Uniti da un sincero affetto e da un amore appassionato, nel giro di undici anni, Alberto e Vittoria mettono al mondo nove figli. Ma alla regina tocca presto l’amaro destino di seppellire, anzitempo, molti dei suoi discendenti, intaccati dall’emofilia, di cui ella era solo portatrice sana, e trasmessa, secondo le fatali leggi della genetica, non ancora conosciute all’epoca, a tutta la sua prole.

Tra questi dolorosi lutti spicca la morte di Alice, la figlia prediletta di Vittoria, seguita a breve termine dalla perdita del Principe Consorte, Alberto, che morirà nel 1861 per le conseguenze di una violentissima febbre tifoidea.

Per due anni dalla morte di Alberto la regina Vittora osserverà il lutto più stretto, imponendo severe restrizioni agli svaghi della corte, giungendo a trascurare perfino gli affari di Stato.

Totalmente immersa nel suo dolore, forse solo ora per la prima volta la Regina si rende pienamente conto di quanto fosse importante per lei la rassicurante presenza del Principe Consorte, sempre tenuto piuttosto in ombra, ma comunque eternamente al suo fianco.

Grande amante delle passeggiate a cavallo e degli sport equestri, ripresasi dal lutto, Vittoria senza quasi accorgersene consegna la sua stima e la sua fiducia a un personaggio piuttosto umile, presto elevato al rango di consigliere non ufficiale. Lo stalliere John Brown è la sua spalla, il suo tacito conforto, fino al 1883, quando rimane misteriosamente vittima di un’aggressione, per poi morirne.

Certo a corte dovevano essere in molti a non vedere di buon occhio questa eccessiva intesa tra una delle Sovrane più potenti della terra e un infimo stalliere, e forse si cominciava a temere che l’inossidabile Vittoria, con l’avanzare dell’età e dopo i molti lutti subiti, potesse rivelarsi presto inabile al comando e incapace di regnare, comunque la tesi di un complotto non venne mai accertata.

Il fatto è che la Regina, a 64 anni, è praticamente sola al mondo, il coniuge deceduto, i figli morti prima del tempo, lo zio Leopoldo e la mamma Vittoria Maria Luisa che non ci sono più, tutti i nomi che le vengono alla mente corrispondono ormai a tombe, fredde lapidi e incisioni alla memoria.

I pochi figli sopravvissuti all’emofilia sono dispersi per le corti europee, a lei sottratti dalle necessità della ragion di stato, impiegati, come le pedine di una scacchiera, in un complicatissimo, ma necessario, gioco di alleanze politiche e matrimoni.

Nessuno dei superstiti brilla per carattere, intuito e sagacia, sono marionette inerti nelle mani della madre che, pur amandoli, li despotizza e li tiranneggia anche da lontano.
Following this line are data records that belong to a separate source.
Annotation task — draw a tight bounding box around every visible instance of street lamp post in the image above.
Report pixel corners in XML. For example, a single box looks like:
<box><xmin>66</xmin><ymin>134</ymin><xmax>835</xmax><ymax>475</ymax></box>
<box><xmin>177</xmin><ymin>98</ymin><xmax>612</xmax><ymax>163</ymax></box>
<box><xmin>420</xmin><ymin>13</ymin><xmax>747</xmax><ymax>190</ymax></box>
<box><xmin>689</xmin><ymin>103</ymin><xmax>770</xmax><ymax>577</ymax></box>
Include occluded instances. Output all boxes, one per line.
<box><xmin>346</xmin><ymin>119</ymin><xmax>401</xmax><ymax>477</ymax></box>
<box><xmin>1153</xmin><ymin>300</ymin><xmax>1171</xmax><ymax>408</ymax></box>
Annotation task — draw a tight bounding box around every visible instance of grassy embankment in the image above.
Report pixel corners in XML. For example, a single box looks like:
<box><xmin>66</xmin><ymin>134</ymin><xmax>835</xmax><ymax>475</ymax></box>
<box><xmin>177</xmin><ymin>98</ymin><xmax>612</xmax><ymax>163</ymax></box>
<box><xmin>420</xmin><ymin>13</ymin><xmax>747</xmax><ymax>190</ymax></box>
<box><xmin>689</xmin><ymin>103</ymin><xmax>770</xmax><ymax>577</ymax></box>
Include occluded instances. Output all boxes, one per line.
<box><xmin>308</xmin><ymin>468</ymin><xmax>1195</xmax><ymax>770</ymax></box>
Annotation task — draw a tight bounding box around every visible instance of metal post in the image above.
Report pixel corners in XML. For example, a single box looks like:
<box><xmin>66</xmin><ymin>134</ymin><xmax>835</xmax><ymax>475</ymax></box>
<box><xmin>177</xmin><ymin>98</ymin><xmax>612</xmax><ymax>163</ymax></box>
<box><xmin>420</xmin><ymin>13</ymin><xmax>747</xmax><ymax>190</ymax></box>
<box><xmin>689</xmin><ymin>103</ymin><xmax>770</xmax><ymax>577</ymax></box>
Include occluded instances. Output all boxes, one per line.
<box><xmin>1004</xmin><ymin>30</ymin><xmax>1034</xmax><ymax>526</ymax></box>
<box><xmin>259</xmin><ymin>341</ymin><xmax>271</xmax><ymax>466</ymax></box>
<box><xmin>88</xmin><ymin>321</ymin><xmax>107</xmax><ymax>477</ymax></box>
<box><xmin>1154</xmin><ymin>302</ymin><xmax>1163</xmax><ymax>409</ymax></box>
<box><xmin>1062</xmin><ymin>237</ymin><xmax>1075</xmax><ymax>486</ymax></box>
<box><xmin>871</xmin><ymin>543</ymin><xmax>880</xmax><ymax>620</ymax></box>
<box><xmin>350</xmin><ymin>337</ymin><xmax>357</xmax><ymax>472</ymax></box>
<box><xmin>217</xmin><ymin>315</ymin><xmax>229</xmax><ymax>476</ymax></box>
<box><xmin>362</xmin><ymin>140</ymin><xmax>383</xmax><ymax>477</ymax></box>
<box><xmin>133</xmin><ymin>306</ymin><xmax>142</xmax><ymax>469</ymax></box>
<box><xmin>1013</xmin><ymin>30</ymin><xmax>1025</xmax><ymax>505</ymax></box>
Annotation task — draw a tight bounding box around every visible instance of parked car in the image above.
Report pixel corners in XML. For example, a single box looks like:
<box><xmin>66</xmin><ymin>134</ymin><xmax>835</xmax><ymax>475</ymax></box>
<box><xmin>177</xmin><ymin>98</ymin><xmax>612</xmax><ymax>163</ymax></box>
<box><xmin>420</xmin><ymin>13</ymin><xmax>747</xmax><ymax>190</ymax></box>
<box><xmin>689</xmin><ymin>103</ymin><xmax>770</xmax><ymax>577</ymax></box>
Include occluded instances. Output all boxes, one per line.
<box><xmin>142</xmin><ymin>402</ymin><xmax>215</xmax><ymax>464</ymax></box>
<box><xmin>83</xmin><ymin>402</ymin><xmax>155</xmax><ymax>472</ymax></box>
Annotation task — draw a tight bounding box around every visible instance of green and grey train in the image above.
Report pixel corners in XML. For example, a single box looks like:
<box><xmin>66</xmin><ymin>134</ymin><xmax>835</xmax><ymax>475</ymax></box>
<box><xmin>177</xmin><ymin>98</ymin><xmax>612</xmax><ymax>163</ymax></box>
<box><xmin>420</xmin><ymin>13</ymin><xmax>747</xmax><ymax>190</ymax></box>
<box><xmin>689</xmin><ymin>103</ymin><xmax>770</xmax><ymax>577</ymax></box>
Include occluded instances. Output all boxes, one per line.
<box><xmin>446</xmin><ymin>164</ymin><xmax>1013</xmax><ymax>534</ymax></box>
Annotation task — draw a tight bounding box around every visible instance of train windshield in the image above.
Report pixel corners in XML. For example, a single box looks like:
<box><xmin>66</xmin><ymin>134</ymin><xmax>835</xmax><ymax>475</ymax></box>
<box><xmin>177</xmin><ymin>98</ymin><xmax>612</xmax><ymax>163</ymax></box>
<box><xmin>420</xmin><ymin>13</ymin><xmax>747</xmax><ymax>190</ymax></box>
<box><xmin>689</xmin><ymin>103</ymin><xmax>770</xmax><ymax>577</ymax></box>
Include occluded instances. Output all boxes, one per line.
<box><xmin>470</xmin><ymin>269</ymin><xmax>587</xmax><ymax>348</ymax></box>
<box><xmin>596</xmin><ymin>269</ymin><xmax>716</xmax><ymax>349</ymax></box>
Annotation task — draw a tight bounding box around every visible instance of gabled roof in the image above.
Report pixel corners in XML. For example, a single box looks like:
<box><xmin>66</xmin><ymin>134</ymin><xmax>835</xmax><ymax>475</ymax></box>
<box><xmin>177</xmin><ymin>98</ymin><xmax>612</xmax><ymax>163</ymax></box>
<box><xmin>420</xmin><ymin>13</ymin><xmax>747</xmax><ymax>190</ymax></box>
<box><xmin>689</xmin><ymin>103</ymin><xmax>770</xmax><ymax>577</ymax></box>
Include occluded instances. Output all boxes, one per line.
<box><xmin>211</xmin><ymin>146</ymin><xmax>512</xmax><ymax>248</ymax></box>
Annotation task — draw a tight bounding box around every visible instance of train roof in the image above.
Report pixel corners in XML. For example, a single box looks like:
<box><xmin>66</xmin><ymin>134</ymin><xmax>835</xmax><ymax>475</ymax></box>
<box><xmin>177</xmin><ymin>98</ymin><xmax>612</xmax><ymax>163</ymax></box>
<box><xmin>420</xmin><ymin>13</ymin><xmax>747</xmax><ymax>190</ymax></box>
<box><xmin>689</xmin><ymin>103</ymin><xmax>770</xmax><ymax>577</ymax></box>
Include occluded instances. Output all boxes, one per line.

Completamente assenti dagli intrighi di corte, personaggi deboli, indecisi, inconsistenti come figurine di carta, non sembrano aver ereditato nemmeno una delle qualità materne, non sono predisposti alla politica, non capiscono nulla di riforme, non si interessano all’economia, per loro le guerre coloniali sono semplici cambiamenti sullo scacchiere internazionale, una specie di insipido gioco politico di cui non immaginano nemmeno la vitale importanza.